Hang on! You mean to say that the failure or inability of the British government to offer a financial rescue package to British Steel is somehow linked to the European election results? You might have to explain that one to me, before I even begin to considider your preposterous proposition that the EU themselves might be in some way culpable for the 2016 EU referendum result.
This is how. As ‘The Guardian’ noted,
The government clings to its do-nothing approach, justifying its rejection of financial support, a bailout or public ownership of British Steel because these options would be illegal under the EU state-aid laws.
Yet the UK government conjured up billions of pounds to bail out banks through loans, guarantees and an extensive quantitative-easing programme. It brought the East Coast rail service and other lines back into public ownership. None of this was opposed by the EU.
If large parts of this country feel that the EU isn’t helping them, then why, they might reasonably ask, should they help it? I mean, it’s all well and good for the EU to enhance workers rights but that only matters if you have a job to work in. Equally, it’s great that we can live and work abroad, but if your poor and feel dispossessed, then are you going to try and find work abroad when you can’t find it here? And the flip of that only compounds the problem. An poor and disposed person in Europe might be willing to work for a shockingly low hourly rate, and live in appallingly crowded conditions, because they might reason they’re better off here than there.

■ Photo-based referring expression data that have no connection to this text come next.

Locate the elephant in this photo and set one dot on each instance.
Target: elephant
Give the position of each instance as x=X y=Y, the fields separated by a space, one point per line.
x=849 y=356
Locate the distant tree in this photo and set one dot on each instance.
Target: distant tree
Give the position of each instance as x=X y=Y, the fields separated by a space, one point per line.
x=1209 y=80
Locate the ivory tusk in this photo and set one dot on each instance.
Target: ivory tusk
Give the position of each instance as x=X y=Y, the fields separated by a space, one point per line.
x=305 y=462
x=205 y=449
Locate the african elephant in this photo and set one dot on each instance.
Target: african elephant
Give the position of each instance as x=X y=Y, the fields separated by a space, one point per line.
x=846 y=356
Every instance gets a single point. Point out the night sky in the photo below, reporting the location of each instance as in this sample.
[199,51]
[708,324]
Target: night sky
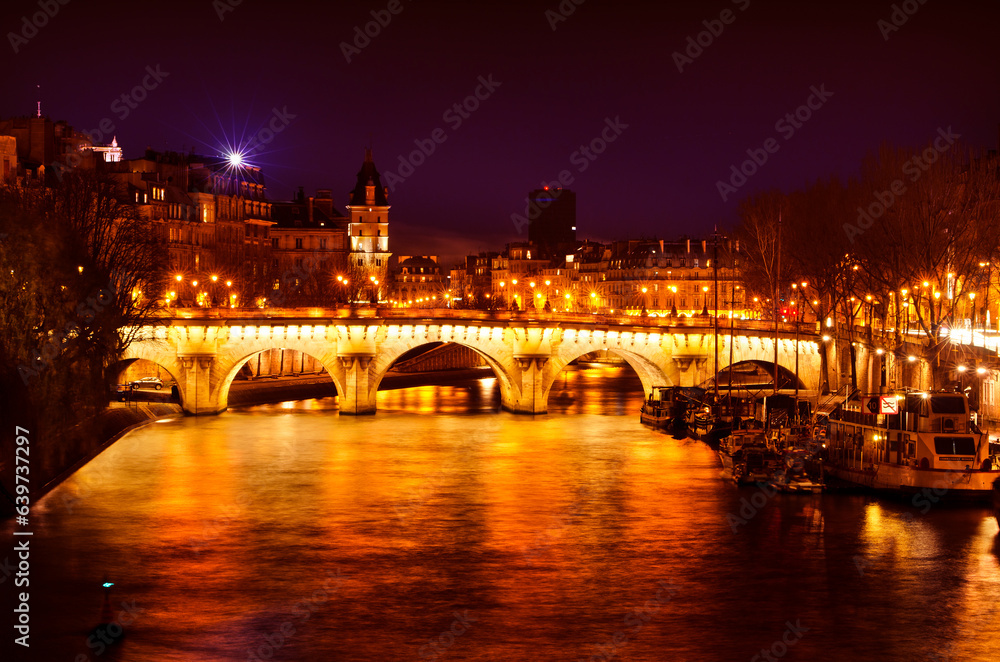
[549,92]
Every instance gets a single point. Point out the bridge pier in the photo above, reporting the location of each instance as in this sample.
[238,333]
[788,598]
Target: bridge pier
[358,397]
[529,395]
[199,395]
[690,369]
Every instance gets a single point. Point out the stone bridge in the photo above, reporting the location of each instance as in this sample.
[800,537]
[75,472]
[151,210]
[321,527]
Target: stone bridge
[203,349]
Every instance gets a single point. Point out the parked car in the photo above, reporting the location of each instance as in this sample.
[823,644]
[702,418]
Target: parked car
[147,382]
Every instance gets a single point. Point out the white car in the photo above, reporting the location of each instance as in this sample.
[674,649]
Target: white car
[147,382]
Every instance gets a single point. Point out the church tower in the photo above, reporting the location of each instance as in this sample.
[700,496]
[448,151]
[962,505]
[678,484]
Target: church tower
[368,229]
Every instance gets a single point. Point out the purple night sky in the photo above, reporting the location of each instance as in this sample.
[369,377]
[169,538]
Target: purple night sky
[222,80]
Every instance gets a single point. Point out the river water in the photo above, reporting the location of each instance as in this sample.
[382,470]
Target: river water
[444,529]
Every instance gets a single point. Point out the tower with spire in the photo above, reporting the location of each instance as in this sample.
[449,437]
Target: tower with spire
[368,232]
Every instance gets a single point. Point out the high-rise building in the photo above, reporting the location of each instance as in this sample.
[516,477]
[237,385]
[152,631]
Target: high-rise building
[552,220]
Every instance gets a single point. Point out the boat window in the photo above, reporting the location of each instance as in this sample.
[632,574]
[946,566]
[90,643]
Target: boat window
[948,404]
[954,446]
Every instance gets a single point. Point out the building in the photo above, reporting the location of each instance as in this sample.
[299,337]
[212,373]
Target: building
[471,283]
[309,243]
[419,283]
[368,232]
[552,220]
[8,158]
[44,148]
[214,219]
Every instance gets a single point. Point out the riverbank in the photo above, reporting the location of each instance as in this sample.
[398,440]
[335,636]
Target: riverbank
[56,459]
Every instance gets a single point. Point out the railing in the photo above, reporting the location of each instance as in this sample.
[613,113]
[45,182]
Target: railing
[704,323]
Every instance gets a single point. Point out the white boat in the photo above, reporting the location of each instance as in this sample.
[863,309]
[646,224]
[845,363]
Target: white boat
[930,448]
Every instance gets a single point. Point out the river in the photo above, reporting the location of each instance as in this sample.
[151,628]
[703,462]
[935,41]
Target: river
[442,528]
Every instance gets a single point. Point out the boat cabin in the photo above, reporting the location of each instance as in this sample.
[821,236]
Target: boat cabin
[930,431]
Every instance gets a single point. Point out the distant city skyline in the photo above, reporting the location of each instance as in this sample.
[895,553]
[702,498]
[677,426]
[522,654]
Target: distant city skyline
[647,112]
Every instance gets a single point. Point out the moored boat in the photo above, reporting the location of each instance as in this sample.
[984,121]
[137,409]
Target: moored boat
[664,410]
[929,445]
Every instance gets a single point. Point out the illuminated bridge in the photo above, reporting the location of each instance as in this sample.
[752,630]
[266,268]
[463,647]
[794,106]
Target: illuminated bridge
[204,349]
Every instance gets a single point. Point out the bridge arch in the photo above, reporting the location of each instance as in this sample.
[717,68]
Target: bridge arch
[228,368]
[146,352]
[509,391]
[650,374]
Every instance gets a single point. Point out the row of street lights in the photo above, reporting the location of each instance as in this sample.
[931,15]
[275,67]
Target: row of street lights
[204,292]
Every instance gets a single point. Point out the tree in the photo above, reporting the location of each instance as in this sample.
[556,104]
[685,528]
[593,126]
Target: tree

And an inevitable consequence of this is the strain it places on health, housing and education of communities whose councils are already suffering 40% funding cut. Another problem of free movement is that it reduces the responsibility of employers to train their employee’s. Why would they, when they can simply get a EU national to do the job and save themselves time and money?
And therein lays the problem why so many in Europe are disillusioned with the EU. The problem is the EU itself, and the perception that it only benefits the already well off, and if the EU isn’t aggressively challenging that perception, well whose fault is that?